Global Tech Dominance and Diverging Asset Classes
The semiconductor boom is not just a domestic phenomenon; it is reshaping global market capitalizations. In a stunning testament to the power of the chip industry, Taiwan's stock market capitalization now eclipses that of India. A small island nation has surpassed one of the world's most populous and rapidly developing countries, driven almost entirely by its dominance in semiconductor manufacturing.
This global tech euphoria is reflected in Asian indices as well. The Nikkei has reached new all-time highs, surging over 100% since its 2025 lows. Similarly, South Korea's Kospi has also seen a sharp rally since late March, reinforcing the global nature of the semiconductor-led risk bid.
Yet, while global equities soar, other asset classes are telling a very different story of divergence:
- Bitcoin: Despite the stock market sitting at all-time highs, Bitcoin is showing relative weakness. After catching a brief bid over the weekend, it was rejected and is currently trading below $77,000, failing to even reach five-day highs.
- Precious Metals: In a true risk-on environment, one might expect inflation hedges to catch a bid, but gold is trading flat and barely holding onto its support levels. Silver is actually forming a textbook bear flag pattern, suggesting further downside potential.
- Natural Gas: After taking profits on a successful trade last week, Gareth noted that natural gas is catching a small bid, but he remains on the sidelines waiting for a higher-probability setup.
The Psychology of Trading: Logic Over Narrative
Navigating a market characterized by 170%+ semiconductor runs, $1.75 trillion IPOs, and algorithmic reactions to geopolitical rumors requires a clear, disciplined mental framework. It is incredibly easy for retail traders to get swept up in the hysteria of a doubled price target or the FOMO of a market making new all-time highs.

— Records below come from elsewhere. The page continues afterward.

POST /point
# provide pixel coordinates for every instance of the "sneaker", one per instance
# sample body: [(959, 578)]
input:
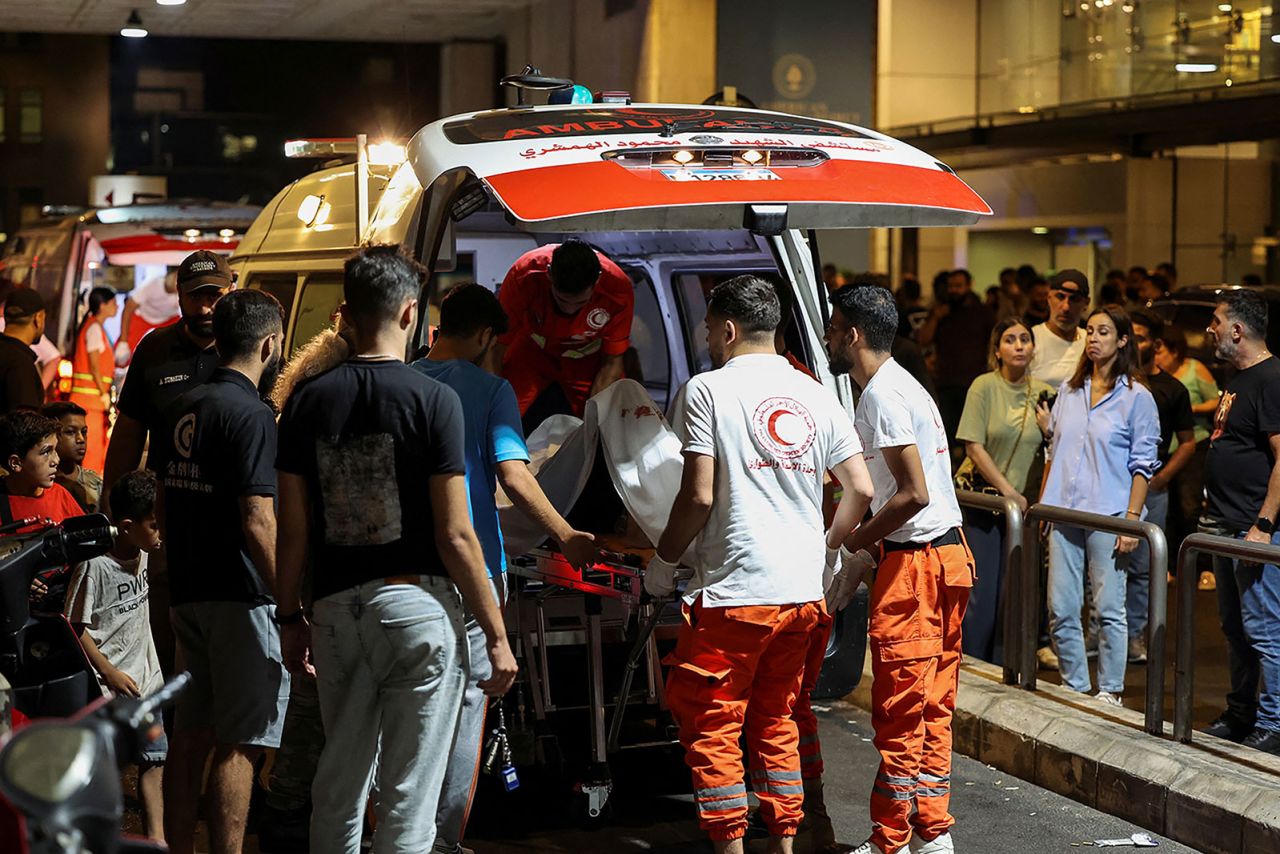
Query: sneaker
[(1226, 726), (938, 845), (1138, 651), (1046, 658), (869, 848), (1265, 740)]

This is where trader psychology becomes part of the setup. In a market built on narratives, upgrades, and automated triggers, discipline is not optional. Gareth's Verified Mindset course is built around exactly this kind of thinking.
"It is everything you need to train your brain to not get caught up in the nonsense, to see through the gray clouds, park them, see what's really going on," Gareth stated. "I still have my bad trades, but I can see exactly, and I know whether to stick with it. I don't get emotional about it."
When you understand that a price target upgrade to $1,625 on a stock trading at $813 is likely a mechanism to generate retail buying pressure, you stop reacting emotionally to the headline. When you understand that the 10-year yield testing 4.5% is the actual driver of the S&P 500's 50-point bounce, you stop guessing market direction and start trading the mathematical probabilities.
The Game Plan Moving Forward
As we progress through the trading week, the game plan requires strict adherence to technical levels and an awareness of the broader institutional chessboard.
Gareth’s watch list is clear: the 10-year yield at 4.5%, crude oil’s ability to stay below $92, and the S&P 500’s ability to defend its current range ahead of the SpaceX debut. If yields break lower and oil stays weak, algorithmic buyers have room to keep pressing equities higher. If oil reverses or yields reclaim control, the same machines that helped fuel the rally can quickly become the source of pressure.
The trade is not to chase Micron, Dell, or any semiconductor name because an analyst raised a target. The trade is to know the level before the headline hits. In this market, narrative creates the noise. Oil, yields, and price action tell traders what is real.